# timeless



## Lumac (Oct 14, 2014)

Here is my second participation. I didn't have a lot of C&C for the first one.

I took this picture close to jacksonville (talbot island) around 6:00pm. I had a filter (ND400) to get an exposure of 20sec, f/6.7 and iso 100.

What do you think?


----------



## TheMountainMan (Oct 14, 2014)

love it!


----------



## MichaelHenson (Oct 14, 2014)

Very cool!


----------



## ronlane (Oct 14, 2014)

I like it. I have a question though. What did the color version look like?


----------



## goooner (Oct 14, 2014)

Great shot. Working with ND filters is definitely a technique I want to learn.


----------



## Designer (Oct 14, 2014)

I think it's good.  Sorry about missing your first one.


----------



## Lumac (Oct 14, 2014)

Thanks all of you ^^

For the color version: here it is!


----------



## xzyragon (Oct 14, 2014)

The black and white is amazing!  Love how smooth everything is in contrast to the branch


----------



## sleist (Oct 15, 2014)

The mono is good. I think the color has more potential.
Needs to be played with in post though.


----------



## tirediron (Oct 15, 2014)

Very nice.


----------



## Derrel (Oct 15, 2014)

I prefer the color rendition myself. I always like me a good tree root ball!!! It's one of the classic subjects in beach photography. As far as the long exposure technique to smooth out the ocean water, I find that takes the character out of the water, and I find it makes almost all wave-modulated ocean water turn into just a flat, featureless plane. No matter what the waves looked like, the end result is the same....a horizon line, then a big monochrome plane, then the shoreline. I'm not a fan of ND filtration to flatten out ocean water.


----------



## BrickHouse (Oct 15, 2014)

Timeless is right! Love it!


----------



## Rick50 (Oct 15, 2014)

Like the color one btter. I agree with Derrel about the ND filter.


----------



## Lumac (Oct 16, 2014)

Thanks all of you for the comments.
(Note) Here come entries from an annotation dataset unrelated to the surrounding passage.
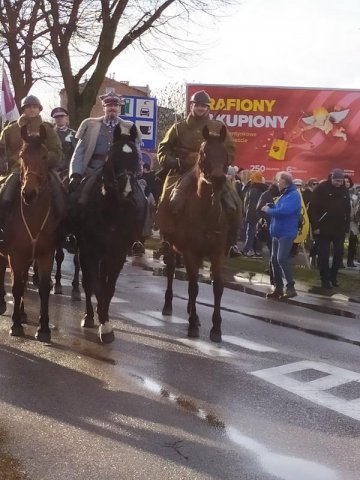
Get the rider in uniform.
[69,92,141,192]
[69,92,145,254]
[0,95,66,236]
[156,90,241,254]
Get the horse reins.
[20,198,51,262]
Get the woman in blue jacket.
[262,172,301,299]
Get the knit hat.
[293,178,304,187]
[99,92,124,106]
[250,172,263,183]
[331,168,345,180]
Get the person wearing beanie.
[250,172,264,183]
[309,168,350,290]
[0,95,66,240]
[241,172,267,258]
[261,172,301,300]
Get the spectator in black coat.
[256,181,280,285]
[309,168,350,289]
[242,172,267,257]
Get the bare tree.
[152,82,186,147]
[0,0,233,126]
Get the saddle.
[169,165,198,215]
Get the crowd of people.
[0,87,360,298]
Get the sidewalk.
[132,249,360,346]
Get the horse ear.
[113,124,121,142]
[130,123,138,142]
[39,125,47,143]
[203,125,210,140]
[220,125,227,143]
[20,125,29,143]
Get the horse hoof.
[0,300,6,315]
[210,329,222,343]
[9,325,25,337]
[161,306,172,316]
[188,325,200,338]
[54,284,62,295]
[35,329,51,343]
[99,332,115,343]
[81,315,95,328]
[71,289,81,302]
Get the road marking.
[177,338,235,357]
[122,312,164,327]
[222,335,278,352]
[111,297,129,303]
[251,360,360,421]
[141,310,189,324]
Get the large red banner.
[187,84,360,183]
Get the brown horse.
[2,126,59,342]
[162,127,229,342]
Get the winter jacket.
[309,180,350,238]
[244,183,268,224]
[69,117,141,177]
[266,183,301,238]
About the ND filter, I know it's always a huge topic : long exposure or not! Of course it was a choice when I took the picture, it was one of my very first long exposure and I agree I could have something with more character. ( like on this one: rocks and water | Photography Forum where I was able to keep waves and movement)


About the color, I though the result was to "artificial" and wasn't in the mood I was for the feeling I wanted to share. I had the feeling the B&W worked better for the idea of loneliness and timeless.

I don't try to find excuses; I will go back to the spot and try a new shoot, taking into account your comments!


----------



## CameraClicker (Oct 16, 2014)

B&W works for graphic images.  Colour works for most things.  In your colour image, the sky is an odd shade, probably due to the filter.  ND filters are useful for smoothing water and removing crowds.  Smoothing water affects mood.  Sometimes that is appropriate.  Different people, different tastes.
I would like to see the image much larger, or much closer to the driftwood, or both.   Beach, water and sky are all just empty background.


----------



## Fred Berg (Oct 16, 2014)

I prefer the B&W.


----------



## D-B-J (Oct 17, 2014)

Excellent.  The black and white is subtle and beautiful.  Nice find!

Jake


----------



## Gary A. (Oct 17, 2014)

Nice.


----------



## jaharris1001 (Oct 19, 2014)

I like it ,, Ive been there myself,, great place !! I like the BW version much better then the color,, I use ND filters too and I also like the effect on the water,,a sstated its a personal preference sort of thing but for me it draws more attention to your subject which is the tree stump, the bw also take the attention away from the colors in the sky and lets you focus on "your subject" nicely done on this one


----------